Wie ist die derzeitige Rechtslage?

Das Melderegister ist ein öffentliches Register. Und die Einholung von Melderegisterauskünften gehört besipielsweise zum Alltagsgeschäft jeder Anwaltskanzlei. Mandanten möchten Forderungen beitreiben, der Schuldner ist „abgetaucht“. Gegen eine Verwaltungsgebühr von einigen Euro erteilt das Meldamt eine „einfache Melderegisterauskunft“: Vor- und Zuname, Doktorgrad, Anschrift (§ 21 Abs. 1 Satz 1 Melderechtsrahmengesetz, MRRG). All diese Daten lassen sich in beliebiger Menge abfragen (so ausdrücklich § 21 Abs. 1 Satz 2 MRRG), ohne dass es irgendeines Nachweises bedarf, wofür die Daten benötigt werden.

Da das Melderegister als öffentliches Register geführt wird, steht es auch jedem Unternehmen für Auskünfte offen. Dies gilt beispielsweise auch für Inkassounternehmen oder die Versender von Werbepost.

Was ändert sich für Unternehmen?

Unternehmen, die Melderegisterauskünfte einholen, um Adressen zu Werbezwecken oder zum Adresshandel zu nutzen, werden durch § 44 Abs. 1 Satz 2 BMG dazu verpflichtet, dies anzugeben. Diese Verpflichtung ist neu. Nach bisherigem Recht müssen sich Adresshändler nicht „outen“, wenn sie Meldeauskünfte einholen.

Und noch mehr: Jeder Bürger soll in Zukunft berechtigt sein, der Erteilung von Meldeauskünften an Adresshändler und Werbetreibende zu widersprechen. Und die Meldeämter sollen verpflichtet werden, jeden Bürger bei der Anmeldung auf sein Widerspruchsrecht hinzuweisen.

Warum die ganze Aufregung?

Unter Federführung des Bundesinnenministeriums hatte die Bundesregierung Ende letzten Jahres einen Gesetzesentwurf vorgelegt, der die Erteilung von Meldeauskünften an Adresshändler und Werbetreibende von einer Einwilligung der Betroffenen abhängig machte (http://dipbt.bundestag.de/dip21/btd/17/077/1707746.pdf). Der Innenausschuss des Deutschen Bundestages schlug statt der Notwendigkeit einer Einwilligung („Opt-In“) eine Widerspruchslösung („Opt-Out“) vor (http://dipbt.bundestag.de/dip21/btd/17/101/1710158.pdf). Der Bundestag hat diesen Änderungsvorschlag gebilligt.

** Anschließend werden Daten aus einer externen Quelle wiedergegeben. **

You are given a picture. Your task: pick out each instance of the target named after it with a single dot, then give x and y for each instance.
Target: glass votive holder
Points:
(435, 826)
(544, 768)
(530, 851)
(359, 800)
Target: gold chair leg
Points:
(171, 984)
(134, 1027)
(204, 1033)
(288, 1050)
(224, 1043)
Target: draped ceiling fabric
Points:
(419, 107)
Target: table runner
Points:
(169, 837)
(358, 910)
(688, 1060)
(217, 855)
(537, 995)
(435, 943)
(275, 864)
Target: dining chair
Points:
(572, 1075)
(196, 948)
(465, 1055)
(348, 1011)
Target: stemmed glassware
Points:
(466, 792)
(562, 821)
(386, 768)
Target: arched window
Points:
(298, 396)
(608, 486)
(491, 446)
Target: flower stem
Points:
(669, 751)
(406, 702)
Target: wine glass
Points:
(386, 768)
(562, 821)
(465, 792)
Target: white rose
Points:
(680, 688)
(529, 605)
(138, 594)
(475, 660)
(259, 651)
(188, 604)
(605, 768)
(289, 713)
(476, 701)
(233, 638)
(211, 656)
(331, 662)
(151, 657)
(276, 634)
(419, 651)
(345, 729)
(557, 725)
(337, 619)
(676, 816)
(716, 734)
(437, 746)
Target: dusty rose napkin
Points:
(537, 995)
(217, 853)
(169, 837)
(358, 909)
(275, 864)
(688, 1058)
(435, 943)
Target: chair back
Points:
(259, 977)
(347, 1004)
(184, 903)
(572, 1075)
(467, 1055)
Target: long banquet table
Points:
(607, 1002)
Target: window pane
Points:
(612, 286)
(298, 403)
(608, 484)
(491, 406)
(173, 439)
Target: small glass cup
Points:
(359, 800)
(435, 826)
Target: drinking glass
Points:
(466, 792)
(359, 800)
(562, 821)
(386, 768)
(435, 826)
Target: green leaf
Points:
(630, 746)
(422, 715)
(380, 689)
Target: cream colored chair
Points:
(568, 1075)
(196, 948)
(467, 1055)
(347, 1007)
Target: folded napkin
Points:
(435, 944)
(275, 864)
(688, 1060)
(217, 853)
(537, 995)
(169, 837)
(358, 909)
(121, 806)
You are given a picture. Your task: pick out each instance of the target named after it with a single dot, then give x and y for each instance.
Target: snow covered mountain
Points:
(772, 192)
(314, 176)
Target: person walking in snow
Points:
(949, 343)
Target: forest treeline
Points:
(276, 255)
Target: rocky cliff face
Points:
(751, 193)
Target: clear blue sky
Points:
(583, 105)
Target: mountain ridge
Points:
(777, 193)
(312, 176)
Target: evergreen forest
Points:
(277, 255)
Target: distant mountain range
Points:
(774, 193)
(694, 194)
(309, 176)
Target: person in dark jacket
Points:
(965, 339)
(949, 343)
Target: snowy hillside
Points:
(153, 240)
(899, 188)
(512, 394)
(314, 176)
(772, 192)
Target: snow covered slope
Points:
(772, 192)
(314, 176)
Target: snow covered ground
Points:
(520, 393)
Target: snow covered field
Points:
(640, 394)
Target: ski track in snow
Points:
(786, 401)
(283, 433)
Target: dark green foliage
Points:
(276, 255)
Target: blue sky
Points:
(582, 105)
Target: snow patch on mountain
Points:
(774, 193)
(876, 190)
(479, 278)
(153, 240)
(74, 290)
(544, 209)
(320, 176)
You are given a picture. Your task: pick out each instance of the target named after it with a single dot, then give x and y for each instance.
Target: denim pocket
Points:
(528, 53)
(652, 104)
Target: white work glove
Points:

Dürfen Adressen jetzt verkauft werden?

Die Ersteilung von Meldeauskünften ist und bleibt gebührenpflichtig. Wenn man dies als „Kauf“ bezeichnen würde, müsste man beispielsweise auch davon sprechen, dass Bauämter massenhaft Baugenehmigungen „verkaufen“. Denn auch Baugenehmigungen und andere Amtshandlungen sind nicht gebührenfrei.

Erleichtert das neue Gesetz den Adresshandel?

Fakt ist, dass § 44 BMG (auch) in der jetzt verabschiebeten Form Adresshändlern und Werbetreibenden den Zugang zum Melderegister keineswegs erleichtert, sondern erschwert. Nach bisherigem Recht gab es nicht einmal ein Widerspruchsrecht („Opt-Out“).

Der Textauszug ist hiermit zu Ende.